İhtiyacımız olan, her şeyden önemli ve öncelikli olarak gerilimin düşmesi ve insanların yaşadığı günden ve yarından emin olması iken geçen her saat tersine işlemeye devam ediyor. Ülke dünden daha gergin ve endişeli; yarın ise bugünü de arayacağı duygusuyla yaşıyor. Öyle de oluyor. Her an yeni bir şok, her gün yeni bir kuralsızlık hayatı kuşatıyor. Bitmiş seçim iptal edilir mi, ediliyor. Hayret. Lakin bitmiyor. Tamı tamına sene-i devriyesinde de o seçimin en önemli aktörlerinden birisi hapis cezası alıyor. Yine hayret!... Bir vakit belediye başkanları teker teker görevden alınmıştı. Unutulan hayret. Geçenlerde banka idaresine bir şampiyon atandı, hayret. Lakin ondan sonra kimler nerelere atandı. Hayret yorgunluğu… Daha bitmedi. Seçim kanunu öyle bir değişecekmiş ki, yine herkes hayret kalacakmış!

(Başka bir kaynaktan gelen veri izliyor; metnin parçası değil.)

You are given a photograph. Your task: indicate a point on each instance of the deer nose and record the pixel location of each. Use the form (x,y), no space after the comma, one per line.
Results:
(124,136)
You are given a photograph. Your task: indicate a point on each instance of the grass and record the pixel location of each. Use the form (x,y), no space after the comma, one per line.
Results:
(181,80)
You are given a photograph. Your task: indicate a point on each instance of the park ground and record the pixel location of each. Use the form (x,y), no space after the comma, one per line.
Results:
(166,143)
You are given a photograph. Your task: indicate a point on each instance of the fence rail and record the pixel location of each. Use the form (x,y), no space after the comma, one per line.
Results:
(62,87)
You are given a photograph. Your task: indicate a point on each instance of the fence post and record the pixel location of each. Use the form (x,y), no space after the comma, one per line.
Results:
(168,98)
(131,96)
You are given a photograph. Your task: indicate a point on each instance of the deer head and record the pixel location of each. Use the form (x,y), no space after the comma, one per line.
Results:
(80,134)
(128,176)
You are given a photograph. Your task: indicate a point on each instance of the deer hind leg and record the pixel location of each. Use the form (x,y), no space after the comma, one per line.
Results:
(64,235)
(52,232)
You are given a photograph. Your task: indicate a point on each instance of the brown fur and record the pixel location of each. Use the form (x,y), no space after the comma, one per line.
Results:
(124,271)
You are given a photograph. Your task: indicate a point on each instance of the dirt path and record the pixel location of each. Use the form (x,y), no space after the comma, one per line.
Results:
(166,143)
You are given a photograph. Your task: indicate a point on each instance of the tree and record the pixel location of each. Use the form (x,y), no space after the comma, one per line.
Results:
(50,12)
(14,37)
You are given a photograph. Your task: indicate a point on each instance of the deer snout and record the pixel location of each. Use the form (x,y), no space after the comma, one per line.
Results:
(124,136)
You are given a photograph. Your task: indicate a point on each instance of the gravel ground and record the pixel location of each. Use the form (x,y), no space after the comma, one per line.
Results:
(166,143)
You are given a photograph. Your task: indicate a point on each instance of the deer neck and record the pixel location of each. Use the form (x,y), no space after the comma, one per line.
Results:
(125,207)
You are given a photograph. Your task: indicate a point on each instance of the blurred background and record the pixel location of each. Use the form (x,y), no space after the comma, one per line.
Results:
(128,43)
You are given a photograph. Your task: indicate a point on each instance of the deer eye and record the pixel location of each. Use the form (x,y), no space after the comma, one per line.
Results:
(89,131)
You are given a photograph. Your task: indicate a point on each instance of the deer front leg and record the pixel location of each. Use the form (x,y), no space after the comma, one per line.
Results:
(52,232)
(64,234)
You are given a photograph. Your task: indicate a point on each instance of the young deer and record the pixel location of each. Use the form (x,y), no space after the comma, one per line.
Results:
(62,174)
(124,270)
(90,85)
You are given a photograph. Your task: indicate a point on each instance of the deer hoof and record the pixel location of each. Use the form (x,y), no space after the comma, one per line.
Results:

Bir hışımla yüzlere çarpan bugünün “Bu kadar olmaz”ı, yarının “Bu da oldu”suna mağlup oluyor. Hayret hayrete galebe çalıyor. Halkalar birbirine eklendikçe zincir uzuyor, şakladıkça şaklıyor.
Siyaset, hukuk, ekonomi aynı ocakta eritilip su verilen sağlam bir gürz gibi seçilen hedeflerin tepesine iniyor.
İndikçe çıkardığı sese kulak veren olmuyor. Kötülük; umursamazlık, korku ve bencillik üzerinden her sahaya nüfuz ediyor. Ne kimse bir başkasının yaşadığı haksızlık, hukuksuzluğa dertleniyor, ne de oradan çıkan menfaate çöreklenmekten haya ediyor.
Fikir, düşünce, yenilik bir işaretle suç aletine dönüşüyor. Yalan, çarpıtma, hile ve hamaset, aklı kovalıyor.
Sıradanlık, yardakçılık, seviyesizlik kurum kurum kurulurken, akıl, bilim ve kalite çile çekiyor. Çabalayanın, direnenin canı yanıyor, onları canı yandıkça iyilik için çabalamak acizliğe dönüşüyor. Seviyesizlik, kalitesizlik ve sırtını güce dayayan yılışıklık kolaylıkla zaferden zafere koşuyor.
Hukuksuzluk, kuralsızlık sıradanlaştıkça hukukun, kuralın, bilhassa hakikatin nasıl bir şey olduğu hafızalardan siliniyor. Sınır tanımaz bir kazanma arzusu ve güç toplama iştahı insanı insan yapan, insanları bir arada tutup toplum haline getiren bütün değerleri kemiriyor. Bu karşı konulmaz iştahtır ki hayadan, ahlaktan, edepten gelen şaşırma hissini yok ediyor. Şaşırmaktan çekinen, hayretini gizleme zaruretine mahkum bir toplum olur mu, oluyor.
Adım adım, yavaş yavaş, sessiz sessiz…
Atmosfere bir daha bakalım… Bakalım da meselenin gündelik hay huydan daha derinde olduğunu, kayıtsız bir alışkanlıkta toplumu kemirdiğini görelim. Ezberdeki değerler, zihinlerden siliniyor, sahipsizlikten bir köşeye siniyor.
Ayağa kalkması gereken, sahteleri pazarı doldurmuş o kadar değer ve prensip var ki; onlar yerde sürünürken sonunda kimse kazanamayacak. Hakikat eli kolu bağlı dururken kimse aralıksız tebessüm edemeyecek. Hiçbir şeyi umursamayan bari bu hakikati umursasın. Bakarsınız kaybetme korkusu vicdanlara söz geçirir.